Federica Sabbati: It is revolutionary, I think, from a global perspective. Europe has been on a path towards very clear goals in terms of CO2 reduction for some time. We know already where we are heading. But the fact that in Paris a global agreement was reached has since then brought more visibility to the issue of climate protection and climate change worldwide. It has sensitised more people. It was a very important signal to governments, politicians and industrial sectors.
It means there’ll be no more business as usual anymore. It’s a clear message. Energy efficiency is imperative and decarbonisation is the goal. Energy supply has to comply: electricity production needs to turn green and gas needs to be renewable. The HVAC industry has to contribute, too. The technologies that are put on the market need to comply. The challenge, however, is that we are talking about the building sector. And therefore, we are talking about having to reach and make a change in every single-family home.
The point of departure is that for decarbonisation you will have to include the building sector into the plan. Not just the transport sector, industry and electricity generation. The strategy focuses on buildings because of the total amount of their energy consumption and, accordingly, the potential for energy savings. A second reason was that at a national level in Europe, hardly any country had a strategy of its own.
The main pillars are the Energy Performance of Buildings Directive (EPBD), the Energy Efficiency Directive and the Renewable Energy Directive. The EU sets targets, intermediate and long-term, including sectorial targets. Increase of energy efficiency is the biggest lever in the building sector, as it will decrease CO2 emissions and in parallel increase the share of renewable energy use in heating. Member states are pushed to create national alliances that focus on the renovation of the building stock across Europe. A large part of the buildings in Europe were built before the 1950s or 1960s, when there were few energy regulations for buildings, if any.

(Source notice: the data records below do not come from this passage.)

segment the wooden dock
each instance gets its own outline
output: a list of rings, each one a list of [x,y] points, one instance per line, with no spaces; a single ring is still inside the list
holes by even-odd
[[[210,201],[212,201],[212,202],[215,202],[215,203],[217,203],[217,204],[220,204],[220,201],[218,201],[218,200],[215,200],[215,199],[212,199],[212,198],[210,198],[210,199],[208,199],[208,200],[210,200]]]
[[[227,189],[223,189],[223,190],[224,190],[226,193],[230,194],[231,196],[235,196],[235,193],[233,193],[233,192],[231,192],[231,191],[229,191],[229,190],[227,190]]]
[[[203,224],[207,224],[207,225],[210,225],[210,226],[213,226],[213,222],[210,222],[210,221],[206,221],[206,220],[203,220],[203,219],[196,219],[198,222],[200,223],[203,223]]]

The review of these directives is to be adopted in 2018. There is a mix of mandatory targets and recommendations, because the economic situation of every country is different, of course. The resources and infrastructure are very different. If you look at Germany, it is very much a gas-based infrastructure. If you look at France, it is very much electricity-based due to their nuclear production. So, no one solution fits all.
We see the modernisation of the heating stock as a main priority that we have to deal with as an industry. We need to make sure that people are aware of energy efficiency. We recently suggested the introduction of an energy label, not just for new products but also for older, installed appliances. This would raise consumer awareness. We already have this energy label for older appliances in Germany, Austria and in the UK. Many other countries in Europe are considering adopting it.
The focus needs to be on consumer awareness, the role of installers, and financing of the investment costs – because a heat pump simply costs much more than a boiler. Like I said, people need to know how efficient or inefficient their current heating system is. Therefore, installers have an especially important role because they advise consumers and can push for modernisation of the old stock through the promotion of efficient and renewable-based technologies such as heat pumps. Partnerships – private and public, companies and policymakers – can be a winning solution to that end.
Different countries have invested in different technologies and in different infrastructures for energy generation. In the north of Europe, of course, renewable electricity is more common. Investments in green energies have been made for 20 or 30 years. In other parts, such as Italy for example, there have been big investments made in the production and infrastructure of gas. And then you have countries such as Poland relying very much on coal. The disparity and the sources of energy are very much linked to the natural resources of a country.
It’s very clear to everybody who works in the field of energy in Europe, that despite differences we have a serious problem with climate change and therefore we have to change the way we produce and use energy. The suppliers of gas and electricity have in many cases increased their attention on alter- native ways of producing their energy. They are taking new approaches: gas becomes biogas, for example from agricultural manure, or green hydrogen. Oil becomes bio oil. And electricity becomes green. But no energy transition happens overnight. It is a very long road.
To be honest, if you had asked me a few months ago, maybe a couple of years ago, I would have said something different. But there are some developments which I find quite relevant. There is increased attention on renewable gas, whether it is hydrogen or power to gas. I see more heat pumps than today, more hybrids, more smart heating systems. I don’t see – to be honest – that it’s all going to be based on electricity, for example, or all on gas. The heating market in 2050 is going to be very different from what it was in 1950. That’s for sure.